Banned adviser jailed for stealing shares worth $1.5m


A former financial adviser has been jailed after being found guilty of stealing shares worth almost $1.5 million to meet margin calls on his mother's margin lending account.
Todd Michael King was sentenced to two years imprisonment on Friday, after being convicted of stealing two parcels of Westfarmers Ltd shares worth $1,479,050 from a client's account, between July 2007 and June 2008.
The Australian Securities and Investments Commission (ASIC) permanently banned King from working as an adviser in May 2011, after an investigation found that he had engaged in misleading and deceptive conduct associated with the theft of the Westfarmers shares.

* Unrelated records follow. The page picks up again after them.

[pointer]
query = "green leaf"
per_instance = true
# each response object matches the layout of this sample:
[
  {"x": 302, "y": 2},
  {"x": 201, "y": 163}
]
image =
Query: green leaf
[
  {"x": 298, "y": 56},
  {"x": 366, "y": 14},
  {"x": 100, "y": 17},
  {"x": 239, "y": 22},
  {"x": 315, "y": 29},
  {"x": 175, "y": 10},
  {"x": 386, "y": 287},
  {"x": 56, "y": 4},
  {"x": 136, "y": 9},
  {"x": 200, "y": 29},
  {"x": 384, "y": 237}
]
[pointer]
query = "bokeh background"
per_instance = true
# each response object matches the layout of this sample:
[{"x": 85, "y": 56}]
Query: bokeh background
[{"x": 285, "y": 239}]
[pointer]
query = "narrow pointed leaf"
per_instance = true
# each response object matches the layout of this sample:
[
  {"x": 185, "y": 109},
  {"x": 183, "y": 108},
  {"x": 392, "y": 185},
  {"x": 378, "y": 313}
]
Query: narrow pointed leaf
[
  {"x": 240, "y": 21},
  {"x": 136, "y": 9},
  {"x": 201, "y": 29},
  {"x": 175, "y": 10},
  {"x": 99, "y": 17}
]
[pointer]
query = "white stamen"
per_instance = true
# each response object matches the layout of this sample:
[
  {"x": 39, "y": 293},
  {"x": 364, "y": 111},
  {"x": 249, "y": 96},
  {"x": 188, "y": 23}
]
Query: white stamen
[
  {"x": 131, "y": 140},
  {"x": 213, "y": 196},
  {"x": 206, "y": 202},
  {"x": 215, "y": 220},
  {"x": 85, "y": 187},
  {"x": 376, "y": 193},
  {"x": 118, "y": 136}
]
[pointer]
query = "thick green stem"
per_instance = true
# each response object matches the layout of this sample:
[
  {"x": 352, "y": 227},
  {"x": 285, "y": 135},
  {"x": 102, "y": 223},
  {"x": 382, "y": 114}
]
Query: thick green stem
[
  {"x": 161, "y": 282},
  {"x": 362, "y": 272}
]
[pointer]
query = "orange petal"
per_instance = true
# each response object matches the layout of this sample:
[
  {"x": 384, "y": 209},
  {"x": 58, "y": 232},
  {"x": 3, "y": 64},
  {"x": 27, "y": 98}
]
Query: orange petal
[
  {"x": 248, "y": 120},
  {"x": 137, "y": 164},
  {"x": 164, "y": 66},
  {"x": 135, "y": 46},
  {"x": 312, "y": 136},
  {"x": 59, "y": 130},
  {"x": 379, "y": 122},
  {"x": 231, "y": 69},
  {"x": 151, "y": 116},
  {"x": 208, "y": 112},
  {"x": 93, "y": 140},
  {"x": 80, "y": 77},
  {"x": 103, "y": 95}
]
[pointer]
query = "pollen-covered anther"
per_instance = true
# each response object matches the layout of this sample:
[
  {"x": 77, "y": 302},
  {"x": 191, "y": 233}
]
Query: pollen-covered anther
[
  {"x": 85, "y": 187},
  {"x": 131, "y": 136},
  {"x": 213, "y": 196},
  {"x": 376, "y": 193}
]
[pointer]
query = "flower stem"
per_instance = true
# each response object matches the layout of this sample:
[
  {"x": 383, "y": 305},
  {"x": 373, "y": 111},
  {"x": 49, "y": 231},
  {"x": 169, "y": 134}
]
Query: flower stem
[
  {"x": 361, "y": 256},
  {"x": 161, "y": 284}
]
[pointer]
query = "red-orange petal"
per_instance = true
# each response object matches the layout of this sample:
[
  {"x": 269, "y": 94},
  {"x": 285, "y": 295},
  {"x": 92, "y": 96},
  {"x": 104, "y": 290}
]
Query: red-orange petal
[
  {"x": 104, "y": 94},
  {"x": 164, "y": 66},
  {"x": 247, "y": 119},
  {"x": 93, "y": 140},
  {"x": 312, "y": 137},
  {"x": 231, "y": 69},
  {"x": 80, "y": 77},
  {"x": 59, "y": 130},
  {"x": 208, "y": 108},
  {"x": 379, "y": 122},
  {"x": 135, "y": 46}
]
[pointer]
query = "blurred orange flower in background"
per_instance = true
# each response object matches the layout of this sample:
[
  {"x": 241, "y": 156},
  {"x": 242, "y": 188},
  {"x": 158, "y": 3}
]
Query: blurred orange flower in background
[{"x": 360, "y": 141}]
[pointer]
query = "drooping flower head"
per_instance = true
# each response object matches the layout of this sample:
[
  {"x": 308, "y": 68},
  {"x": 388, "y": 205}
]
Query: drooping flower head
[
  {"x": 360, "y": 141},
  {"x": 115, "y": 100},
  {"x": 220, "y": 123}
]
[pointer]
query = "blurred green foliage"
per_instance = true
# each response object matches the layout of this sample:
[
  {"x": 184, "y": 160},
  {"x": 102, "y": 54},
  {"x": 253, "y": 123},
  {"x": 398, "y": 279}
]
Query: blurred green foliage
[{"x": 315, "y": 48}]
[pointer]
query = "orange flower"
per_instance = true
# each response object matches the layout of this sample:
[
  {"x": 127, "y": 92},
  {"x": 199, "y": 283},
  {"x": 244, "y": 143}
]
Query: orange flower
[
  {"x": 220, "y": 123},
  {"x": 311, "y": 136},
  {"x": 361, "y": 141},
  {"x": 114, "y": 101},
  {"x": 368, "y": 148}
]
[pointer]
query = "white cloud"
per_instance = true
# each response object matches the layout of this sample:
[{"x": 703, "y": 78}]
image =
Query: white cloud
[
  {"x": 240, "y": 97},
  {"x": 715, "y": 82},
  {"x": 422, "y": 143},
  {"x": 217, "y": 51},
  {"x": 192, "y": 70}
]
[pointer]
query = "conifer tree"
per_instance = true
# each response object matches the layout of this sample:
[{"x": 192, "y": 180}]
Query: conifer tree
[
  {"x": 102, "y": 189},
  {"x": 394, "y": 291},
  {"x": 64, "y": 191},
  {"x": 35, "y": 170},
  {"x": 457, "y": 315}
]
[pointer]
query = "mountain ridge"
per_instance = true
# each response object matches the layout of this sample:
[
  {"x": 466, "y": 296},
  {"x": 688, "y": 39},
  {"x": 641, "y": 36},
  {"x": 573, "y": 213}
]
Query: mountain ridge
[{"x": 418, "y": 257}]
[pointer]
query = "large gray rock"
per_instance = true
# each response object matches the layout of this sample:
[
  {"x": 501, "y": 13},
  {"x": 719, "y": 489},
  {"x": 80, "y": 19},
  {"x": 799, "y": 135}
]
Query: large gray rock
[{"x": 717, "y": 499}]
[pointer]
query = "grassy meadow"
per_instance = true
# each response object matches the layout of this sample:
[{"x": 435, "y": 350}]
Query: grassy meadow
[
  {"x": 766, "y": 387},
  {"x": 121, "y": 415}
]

The ASIC investigation found that King had breached the Corporations Act 2001, by placing a scanned copy of a client's signature on a document which made possible the unauthorised transfer of 40,000 client shares with a value of approximately $1.5 million.
The ASIC investigation also found that he transferred funds from a client's account for his own use in breach of an agreement with another client not to do so.
ASIC Commissioner John Price backed the court's decision to jail King.
"A jail sentence shows that the court views misconduct by financial advisers very seriously," he said.
"ASIC will continue to focus on holding advisers who break the law to account in order to maintain consumer confidence in the financial services industry."
While the court sentenced King to two years in jail, he was also made eligible for parole.